Donald Trump scheint erkannt zu haben, dass Putin ihn wie einen Tanzbären an der Nase herumgeführt hat. Mehrfach machte er in den letzten Tagen seinem Ärger darüber Luft, so auch am Montag in einem 20-minütigen Telefon-Interview mit der BBC. Viermal habe er gedacht, ein Deal mit Putin sei in Griffweite, «und dann zerstört er ein Gebäude in Kiew».
Bedeutet das nun den Bruch mit dem von ihm eigentlich bewunderten russischen Diktator?
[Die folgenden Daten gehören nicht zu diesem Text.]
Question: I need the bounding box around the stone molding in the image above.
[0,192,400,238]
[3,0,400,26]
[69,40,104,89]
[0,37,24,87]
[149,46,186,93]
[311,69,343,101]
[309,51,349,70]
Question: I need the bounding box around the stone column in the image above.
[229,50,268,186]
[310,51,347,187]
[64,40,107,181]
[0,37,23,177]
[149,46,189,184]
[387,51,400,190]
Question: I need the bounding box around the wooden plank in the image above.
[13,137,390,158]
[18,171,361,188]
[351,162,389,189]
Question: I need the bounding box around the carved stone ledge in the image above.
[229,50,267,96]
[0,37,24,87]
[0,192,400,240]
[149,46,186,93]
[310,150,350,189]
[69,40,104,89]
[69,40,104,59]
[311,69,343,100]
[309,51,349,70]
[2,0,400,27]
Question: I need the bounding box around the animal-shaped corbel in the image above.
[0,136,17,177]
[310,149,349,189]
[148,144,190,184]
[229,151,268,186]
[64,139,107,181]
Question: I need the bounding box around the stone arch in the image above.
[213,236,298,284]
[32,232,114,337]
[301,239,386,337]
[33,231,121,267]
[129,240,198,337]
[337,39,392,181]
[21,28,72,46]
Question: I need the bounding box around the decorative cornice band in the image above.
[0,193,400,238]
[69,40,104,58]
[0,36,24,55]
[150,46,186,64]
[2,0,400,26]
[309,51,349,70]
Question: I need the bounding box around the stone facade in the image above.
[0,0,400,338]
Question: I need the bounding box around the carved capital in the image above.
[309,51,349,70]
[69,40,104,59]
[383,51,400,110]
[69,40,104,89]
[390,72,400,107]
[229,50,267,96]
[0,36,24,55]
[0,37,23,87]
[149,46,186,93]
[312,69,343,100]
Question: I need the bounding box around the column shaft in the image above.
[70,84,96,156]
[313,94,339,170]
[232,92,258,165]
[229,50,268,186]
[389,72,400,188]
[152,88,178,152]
Man kann die Radio-Eriwan-Witze aus den Zeiten der Sowjetunion zitieren, bei denen der fiktive Sender auf Fragen jeweils antwortete: «Im Prinzip ja, aber …». Trump selbst sagte im BBC-Interview, er sei von Putin enttäuscht: «Aber ich bin noch nicht fertig mit ihm.»
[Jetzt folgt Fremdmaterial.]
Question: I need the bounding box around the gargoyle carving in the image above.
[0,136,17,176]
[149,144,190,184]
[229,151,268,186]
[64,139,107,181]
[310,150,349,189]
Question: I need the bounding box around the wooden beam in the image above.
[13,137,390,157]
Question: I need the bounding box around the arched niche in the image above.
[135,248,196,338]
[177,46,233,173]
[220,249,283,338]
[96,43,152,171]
Faktisch öffnet der US-Präsident damit eine Tür für weitere Gespräche. Das zeigt auch der zweite Teil der von ihm am Montag angekündigten Massnahmen. Trump drohte mit Sanktionen auf Energieexporte, falls Russland nicht zu ernsthaften Friedensgesprächen bereit sei. Sie sollen allerdings erst in 50 Tagen in Kraft treten, also Anfang September.
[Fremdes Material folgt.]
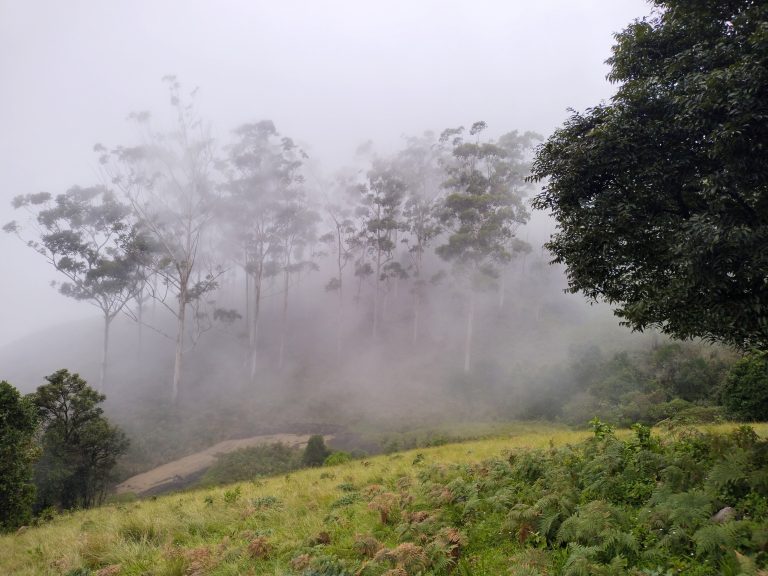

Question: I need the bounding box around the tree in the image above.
[719,351,768,421]
[395,132,445,345]
[533,0,768,349]
[96,76,223,402]
[31,369,128,509]
[0,380,38,532]
[4,186,147,390]
[222,120,306,382]
[359,160,405,338]
[436,122,528,373]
Die Reaktionen auf diese «Gnadenfrist» waren bezeichnend. So schloss die Moskauer Börse am Montag mit einem Plus von mehr als zwei Prozent. Offenbar hatte man mit härteren Sanktionen gerechnet. Umgekehrt zeigte sich der Kiewer Bürgermeister Vitali Klitschko in der ARD-Talkshow «Maischberger» enttäuscht: «Was ist der Grund, Putin 50 Tage zu geben?»
In diesem Zeitraum könnten noch viele Menschen getötet und Gebäude zerstört werden, meinte Klitschko. Härtere Massnahmen wären in einem Paket enthalten, das Senator Lindsey Graham und der Demokrat Richard Blumenthal «geschnürt» haben. Es wird von 85 Senatsmitgliedern unterstützt, was ungewöhnlich ist im polarisierten Washington.
Das Paket sieht Strafzölle bis 500 Prozent für Länder vor, die Russland Öl, Gas oder Uran abkaufen. Donald Trump äusserte sich am Montag wohlwollend dazu, ohne die Sanktionen vollumfänglich zu unterstützen. Vielmehr sprach er von Sekundärzöllen von 100 Prozent. Damit aber dürfte sich die Verabschiedung des Sanktionspakets im Kongress verzögern.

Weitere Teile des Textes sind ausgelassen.